Wiley shook his head. “Not happening.”

“It’s happening.”

“I can’t work on a leash.”

Eamon’s jaw clenched. “You can’t work from a hospital bed either.”

“You don’t understand how I work—“

“I understand. You meet people who don’t want to be seen meeting you, in places they choose, on no notice, and you go alone because anything else spooks them. I know. That’s the part we have to change.”

“If you take that out, I’m no longer a reporter. I’m funneling press releases.”

Farrow leaned forward and spoke. “Or we work it the other way.”

He drew the attention of everyone in the room.

“If you lock him down, he runs. They both will. He’ll meet a guy in the back room of a Vietnamese place in Fields Corner, and he won’t tell you because that’s the way he’s been working for fifteen years. It’s the only way the source will talk. You’ll find out about it three days later when somebody asks questions.”

Wiley and Cabot said nothing.

“They don’t move without coverage,” I said.

“They move.” Farrow didn’t raise his voice. “That’s what they do. You move with them, or you watch them go.”

I gripped my chair with one hand, but my voice remained calm. “You’re wanting to run this as improvisation.”

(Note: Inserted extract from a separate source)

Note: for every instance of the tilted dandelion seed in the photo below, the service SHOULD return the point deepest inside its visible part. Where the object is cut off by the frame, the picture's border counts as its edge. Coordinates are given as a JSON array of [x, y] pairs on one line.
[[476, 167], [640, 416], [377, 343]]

“I’m suggesting we be honest.”

Eamon watched the exchange. He was silent for one more beat, and then he closed us down.

“You’re both right. Dane builds a structure that keeps a principal safe when events go south. That’s why he’s a Guardian. You, Farrow, immerse yourself and read the threats before the rest of us. No firm can control that. It’s why you work alone.”

The corner of Farrow’s mouth turned up briefly.

“In this case, we don’t have to pick one,” Eamon said. “We’ll run both with joint coordination. Neither detail runs separately. If you can’t work it that way, tell me now and I’ll find another arrangement.”

“I can work it that way,” Farrow said. “Wiley stays alive. That’s my priority.”

Wiley leaned back and addressed the ceiling. “Wonderful.”

Cabot nodded. “Understood.”

The meeting broke up with no specific announcement. Eamon stood. His phone was already in his hand, and he turned toward the window. Wiley pushed up out of his chair. Cabot sat for another beat.

I stood and arrived at the door at the same moment as Farrow. He didn’t crowd me, but he moved close.

“We need to talk,” he said, meant only for me.

“Not here.”

He looked past me as Wiley stepped forward and spoke louder. “You and me are going to be trouble, Fletcher.”

It wasn’t a warning. He said it loudly enough for everyone to hear. He held the door for me on his way through.

Out past the conference-room glass, the harbor had gone a deeper grey and the tanker that had been clearing the channel when we walked in was only a smudge against East Boston now.